Second Talk: Cloudifying Source Code Repositories: How Much Does it Cost? by Michael Siegenthaler
Cloud computing used to be mainly used by large companies that have the resources that enabled them to build and maintain the datacenters. Now this is accessible to people outside these companies for low costs.
Why move source control to the cloud? resilient storage, no physical server to administrate, scale to large communities. Used SVN which is very popular, store data on S3 (problem with eventual consistency), used Yahoo Zookeeper (a coordination service) as a lock service. How to measure costs for SVN on S3? measure cost per diff files and stored files. Back of the envelope analysis of cost shows it is inexpensive even for large projects such as Debian and KDE. A trend to notice is that code repos are getting larger in size, but the price of storing a GB is decreasing with time.
Architecture: machines talk to front-end servers on EC2 and storage is on S3. The front-end need not be on EC2, the cloud is there mainly for storage. A problem with a naive implementation is that eventual consistency in S3 means that multiple revision numbers can be issued for conflicting updates. For this reason locking is required. The commit process essentially has a hook that acquires a lock from ZooKeeper and pull for the most recent version number. The most recent version is retrieved from S3 (retry if not found due to eventual consistency), then make commit and release lock and ZooKeeper increments the version number.
Performance evaluation: usage patterns: Apache foundation has 1 repo for 74 project with average 1.10 commits per minute and a max of 7 per minute. The Debian community has 506 repos with 1.12 commits per minute in aggregate and 6 in max. These were used as experiment traces. The results showed that as you add more front-end servers from EC2 the performance does not suffocate due to possible lock contention, and this was tried with differing number of clients.
Third Talk: Cloud9: A Software Testing Service by Stefan Bucur
There is a need to facilitate automatic testing of programs. Cloud computing can make this have better performance. Testing frameworks should provide autonomy (no human intervention), usability, performance. Cloud9 (http://cloud9.epfl.ch/) is a web service for testing cloud applications.

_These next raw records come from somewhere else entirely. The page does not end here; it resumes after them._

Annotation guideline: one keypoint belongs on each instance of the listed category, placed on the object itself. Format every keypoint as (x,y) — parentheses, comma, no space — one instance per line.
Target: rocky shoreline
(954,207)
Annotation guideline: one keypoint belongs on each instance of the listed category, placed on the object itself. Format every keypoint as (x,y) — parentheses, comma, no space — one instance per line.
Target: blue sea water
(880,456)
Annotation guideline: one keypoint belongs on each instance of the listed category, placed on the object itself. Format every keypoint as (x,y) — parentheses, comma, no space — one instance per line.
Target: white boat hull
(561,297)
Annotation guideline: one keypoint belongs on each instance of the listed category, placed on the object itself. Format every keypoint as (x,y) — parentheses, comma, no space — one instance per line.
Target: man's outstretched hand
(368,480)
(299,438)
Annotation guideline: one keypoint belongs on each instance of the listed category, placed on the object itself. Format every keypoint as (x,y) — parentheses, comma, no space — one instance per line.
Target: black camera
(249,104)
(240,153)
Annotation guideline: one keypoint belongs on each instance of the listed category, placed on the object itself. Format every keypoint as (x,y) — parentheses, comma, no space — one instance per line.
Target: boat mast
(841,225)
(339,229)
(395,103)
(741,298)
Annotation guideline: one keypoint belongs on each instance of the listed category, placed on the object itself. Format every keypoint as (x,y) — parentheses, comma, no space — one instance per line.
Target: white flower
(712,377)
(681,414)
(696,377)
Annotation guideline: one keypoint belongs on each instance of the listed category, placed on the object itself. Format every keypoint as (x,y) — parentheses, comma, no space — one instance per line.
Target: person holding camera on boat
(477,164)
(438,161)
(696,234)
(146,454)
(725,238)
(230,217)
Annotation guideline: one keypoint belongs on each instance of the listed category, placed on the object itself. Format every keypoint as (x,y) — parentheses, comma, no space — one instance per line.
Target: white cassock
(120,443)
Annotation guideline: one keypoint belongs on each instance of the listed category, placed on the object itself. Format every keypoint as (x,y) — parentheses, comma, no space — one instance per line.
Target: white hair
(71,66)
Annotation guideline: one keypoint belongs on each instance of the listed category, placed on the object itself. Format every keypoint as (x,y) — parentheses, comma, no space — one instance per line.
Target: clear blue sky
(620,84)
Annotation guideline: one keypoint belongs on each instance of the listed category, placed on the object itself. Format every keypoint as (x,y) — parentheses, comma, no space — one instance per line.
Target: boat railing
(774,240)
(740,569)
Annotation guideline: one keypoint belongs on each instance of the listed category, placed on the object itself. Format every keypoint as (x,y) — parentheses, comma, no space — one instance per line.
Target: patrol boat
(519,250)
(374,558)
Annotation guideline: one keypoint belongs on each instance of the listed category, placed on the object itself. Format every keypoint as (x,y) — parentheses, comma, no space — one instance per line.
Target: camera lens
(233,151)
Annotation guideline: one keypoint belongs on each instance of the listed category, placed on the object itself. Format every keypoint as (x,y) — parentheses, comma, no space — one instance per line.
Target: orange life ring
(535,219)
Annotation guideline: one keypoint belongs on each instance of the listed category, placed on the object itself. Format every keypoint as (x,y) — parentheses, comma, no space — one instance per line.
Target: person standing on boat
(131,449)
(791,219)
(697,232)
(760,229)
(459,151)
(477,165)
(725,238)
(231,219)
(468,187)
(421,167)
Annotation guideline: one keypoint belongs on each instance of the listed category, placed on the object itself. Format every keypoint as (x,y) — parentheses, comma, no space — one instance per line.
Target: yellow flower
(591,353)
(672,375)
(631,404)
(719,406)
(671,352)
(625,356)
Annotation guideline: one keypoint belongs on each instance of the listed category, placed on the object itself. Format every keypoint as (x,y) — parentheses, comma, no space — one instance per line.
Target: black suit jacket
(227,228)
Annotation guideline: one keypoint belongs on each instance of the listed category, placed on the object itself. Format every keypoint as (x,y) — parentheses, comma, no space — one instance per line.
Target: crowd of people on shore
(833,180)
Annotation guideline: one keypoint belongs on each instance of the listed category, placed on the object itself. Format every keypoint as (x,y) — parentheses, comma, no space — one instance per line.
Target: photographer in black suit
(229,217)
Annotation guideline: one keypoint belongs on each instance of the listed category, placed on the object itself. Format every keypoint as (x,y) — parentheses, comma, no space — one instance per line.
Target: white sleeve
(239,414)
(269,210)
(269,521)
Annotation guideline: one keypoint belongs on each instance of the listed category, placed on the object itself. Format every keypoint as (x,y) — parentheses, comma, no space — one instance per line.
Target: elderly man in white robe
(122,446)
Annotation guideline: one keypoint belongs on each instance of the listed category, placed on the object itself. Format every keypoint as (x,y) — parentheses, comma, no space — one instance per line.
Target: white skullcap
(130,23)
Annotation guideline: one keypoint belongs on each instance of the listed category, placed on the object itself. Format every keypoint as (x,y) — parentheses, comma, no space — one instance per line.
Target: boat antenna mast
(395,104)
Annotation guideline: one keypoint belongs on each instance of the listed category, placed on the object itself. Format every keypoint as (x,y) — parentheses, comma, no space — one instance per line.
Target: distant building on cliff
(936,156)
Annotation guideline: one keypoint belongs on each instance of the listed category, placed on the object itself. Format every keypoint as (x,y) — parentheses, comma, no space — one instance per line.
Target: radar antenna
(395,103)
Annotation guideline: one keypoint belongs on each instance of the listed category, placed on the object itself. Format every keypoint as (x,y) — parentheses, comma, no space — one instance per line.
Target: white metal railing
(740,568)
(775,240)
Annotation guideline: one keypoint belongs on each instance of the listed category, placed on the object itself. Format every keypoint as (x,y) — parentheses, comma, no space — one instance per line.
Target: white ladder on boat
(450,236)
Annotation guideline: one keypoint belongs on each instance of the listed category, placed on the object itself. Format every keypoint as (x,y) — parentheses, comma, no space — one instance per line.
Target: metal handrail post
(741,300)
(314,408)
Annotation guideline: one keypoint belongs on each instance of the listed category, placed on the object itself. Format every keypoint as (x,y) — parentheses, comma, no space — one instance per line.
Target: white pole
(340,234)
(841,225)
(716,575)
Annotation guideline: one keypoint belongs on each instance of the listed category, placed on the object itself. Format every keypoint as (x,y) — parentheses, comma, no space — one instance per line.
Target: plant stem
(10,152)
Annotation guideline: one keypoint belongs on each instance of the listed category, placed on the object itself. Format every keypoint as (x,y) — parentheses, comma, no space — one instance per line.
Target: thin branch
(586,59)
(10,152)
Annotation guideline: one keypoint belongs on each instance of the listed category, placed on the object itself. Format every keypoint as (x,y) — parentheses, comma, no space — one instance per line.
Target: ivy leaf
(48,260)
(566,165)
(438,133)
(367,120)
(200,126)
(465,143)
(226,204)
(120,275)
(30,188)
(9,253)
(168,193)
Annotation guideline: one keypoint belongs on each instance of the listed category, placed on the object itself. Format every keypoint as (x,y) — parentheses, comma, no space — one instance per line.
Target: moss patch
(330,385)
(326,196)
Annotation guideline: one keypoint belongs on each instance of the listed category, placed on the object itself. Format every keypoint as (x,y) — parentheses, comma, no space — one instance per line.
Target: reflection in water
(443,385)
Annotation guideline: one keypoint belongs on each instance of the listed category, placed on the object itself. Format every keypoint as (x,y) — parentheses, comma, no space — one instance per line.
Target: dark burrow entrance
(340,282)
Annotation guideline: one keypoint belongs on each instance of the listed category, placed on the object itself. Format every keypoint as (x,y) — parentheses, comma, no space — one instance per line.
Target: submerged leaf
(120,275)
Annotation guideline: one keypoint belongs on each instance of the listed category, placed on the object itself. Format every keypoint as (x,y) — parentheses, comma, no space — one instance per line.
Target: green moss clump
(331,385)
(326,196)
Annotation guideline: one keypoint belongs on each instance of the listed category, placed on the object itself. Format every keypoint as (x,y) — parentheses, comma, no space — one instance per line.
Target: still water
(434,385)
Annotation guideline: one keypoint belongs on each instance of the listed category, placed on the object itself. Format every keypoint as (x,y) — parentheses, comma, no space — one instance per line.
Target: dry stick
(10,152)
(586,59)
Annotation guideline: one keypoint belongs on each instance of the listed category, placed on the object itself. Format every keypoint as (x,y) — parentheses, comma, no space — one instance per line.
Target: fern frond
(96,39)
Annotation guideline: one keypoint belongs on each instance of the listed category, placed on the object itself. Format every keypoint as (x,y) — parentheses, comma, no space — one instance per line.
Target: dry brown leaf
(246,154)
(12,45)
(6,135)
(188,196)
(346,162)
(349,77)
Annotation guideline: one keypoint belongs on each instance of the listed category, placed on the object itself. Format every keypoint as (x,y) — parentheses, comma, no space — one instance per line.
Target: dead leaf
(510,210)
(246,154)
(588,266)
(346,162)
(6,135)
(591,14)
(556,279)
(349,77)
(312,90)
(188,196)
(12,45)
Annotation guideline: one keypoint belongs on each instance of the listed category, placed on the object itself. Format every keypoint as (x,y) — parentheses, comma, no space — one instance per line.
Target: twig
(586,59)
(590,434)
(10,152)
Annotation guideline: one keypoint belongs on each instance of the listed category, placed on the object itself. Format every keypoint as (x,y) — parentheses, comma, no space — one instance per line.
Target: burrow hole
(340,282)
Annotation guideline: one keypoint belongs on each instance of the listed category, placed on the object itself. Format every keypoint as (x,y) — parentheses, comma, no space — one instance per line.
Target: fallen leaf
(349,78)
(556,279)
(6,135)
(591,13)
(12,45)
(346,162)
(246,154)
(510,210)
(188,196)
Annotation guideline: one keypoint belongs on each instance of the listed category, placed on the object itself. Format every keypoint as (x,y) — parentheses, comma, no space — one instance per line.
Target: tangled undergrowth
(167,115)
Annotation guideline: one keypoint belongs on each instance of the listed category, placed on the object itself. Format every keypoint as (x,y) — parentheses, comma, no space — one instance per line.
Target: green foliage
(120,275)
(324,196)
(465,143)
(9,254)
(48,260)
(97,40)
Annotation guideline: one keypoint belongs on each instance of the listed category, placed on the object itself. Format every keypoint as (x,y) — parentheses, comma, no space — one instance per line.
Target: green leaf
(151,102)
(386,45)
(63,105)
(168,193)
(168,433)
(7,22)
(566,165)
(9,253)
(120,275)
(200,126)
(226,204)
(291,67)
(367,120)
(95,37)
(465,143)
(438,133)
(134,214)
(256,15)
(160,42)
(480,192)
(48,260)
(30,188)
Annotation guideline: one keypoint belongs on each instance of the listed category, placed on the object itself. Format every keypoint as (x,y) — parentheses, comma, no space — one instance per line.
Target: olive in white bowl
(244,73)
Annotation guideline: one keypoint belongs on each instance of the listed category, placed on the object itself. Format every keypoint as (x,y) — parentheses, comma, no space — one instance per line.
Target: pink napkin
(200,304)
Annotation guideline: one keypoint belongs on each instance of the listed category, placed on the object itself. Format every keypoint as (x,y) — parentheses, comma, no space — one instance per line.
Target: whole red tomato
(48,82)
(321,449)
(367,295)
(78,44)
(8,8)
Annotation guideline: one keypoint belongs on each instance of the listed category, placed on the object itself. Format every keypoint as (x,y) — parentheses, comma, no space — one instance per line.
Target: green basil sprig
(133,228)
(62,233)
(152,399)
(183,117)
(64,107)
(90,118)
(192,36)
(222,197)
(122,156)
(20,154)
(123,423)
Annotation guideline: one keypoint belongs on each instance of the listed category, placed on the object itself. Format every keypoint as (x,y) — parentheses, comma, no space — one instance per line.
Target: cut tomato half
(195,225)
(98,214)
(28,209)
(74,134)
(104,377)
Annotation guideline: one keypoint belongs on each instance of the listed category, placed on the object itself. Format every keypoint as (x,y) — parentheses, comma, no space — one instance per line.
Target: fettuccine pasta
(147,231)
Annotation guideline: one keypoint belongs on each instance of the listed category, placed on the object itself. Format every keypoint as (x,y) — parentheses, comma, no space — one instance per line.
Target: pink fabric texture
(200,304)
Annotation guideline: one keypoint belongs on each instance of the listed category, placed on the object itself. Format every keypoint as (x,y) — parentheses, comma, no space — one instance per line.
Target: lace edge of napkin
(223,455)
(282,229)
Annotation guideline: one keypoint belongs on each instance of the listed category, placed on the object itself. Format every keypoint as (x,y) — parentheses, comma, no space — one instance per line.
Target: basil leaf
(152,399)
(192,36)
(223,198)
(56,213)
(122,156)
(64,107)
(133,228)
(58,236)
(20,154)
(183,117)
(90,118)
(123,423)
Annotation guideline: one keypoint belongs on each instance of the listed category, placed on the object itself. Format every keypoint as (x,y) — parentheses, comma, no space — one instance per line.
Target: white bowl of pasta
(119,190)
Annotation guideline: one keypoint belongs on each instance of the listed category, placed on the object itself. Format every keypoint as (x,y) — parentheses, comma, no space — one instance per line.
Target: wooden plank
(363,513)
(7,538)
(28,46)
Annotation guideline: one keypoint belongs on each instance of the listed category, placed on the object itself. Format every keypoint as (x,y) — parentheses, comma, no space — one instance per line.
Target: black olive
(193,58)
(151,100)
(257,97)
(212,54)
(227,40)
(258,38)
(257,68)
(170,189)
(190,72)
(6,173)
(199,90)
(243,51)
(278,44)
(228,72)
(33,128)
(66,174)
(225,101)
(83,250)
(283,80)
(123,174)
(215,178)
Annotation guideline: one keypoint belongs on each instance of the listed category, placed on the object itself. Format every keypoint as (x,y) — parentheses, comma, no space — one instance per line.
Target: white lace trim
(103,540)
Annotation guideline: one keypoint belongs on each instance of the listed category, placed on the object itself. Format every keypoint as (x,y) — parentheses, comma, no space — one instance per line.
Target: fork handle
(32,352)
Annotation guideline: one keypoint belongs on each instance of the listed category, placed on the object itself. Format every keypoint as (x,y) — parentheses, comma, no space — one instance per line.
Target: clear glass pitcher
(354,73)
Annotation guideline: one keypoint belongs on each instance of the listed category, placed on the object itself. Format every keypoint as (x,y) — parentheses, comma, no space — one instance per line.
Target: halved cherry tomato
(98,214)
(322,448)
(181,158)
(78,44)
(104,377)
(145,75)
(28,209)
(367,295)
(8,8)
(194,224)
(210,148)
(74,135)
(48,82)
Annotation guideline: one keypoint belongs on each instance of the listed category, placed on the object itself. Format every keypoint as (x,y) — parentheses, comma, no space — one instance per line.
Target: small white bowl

Symbolic Execution: when testing a function, instead of feeding it input values, send it an input abstraction (say, lambda) and whenever we see a control flow branching (such as an if statement) create a subtree of execution. One idea is to send each of these subtrees to a separate machine and test all possible execution paths at once. A naive approach can have many problems. For example trees can expand exponentially, so incrementally getting new resources to run can be problematic. A solution to that is to pre-allocate all needed machines. There are many challenges in parallel symbolic execution in the cloud such as dynamically load balancing trees among workers and state transfers. Along with other problems such as picking the right strategy portfolios
Preliminary results show that parallel symbolic execution on the cloud can give over linear improvement over conventional methods and KLEE.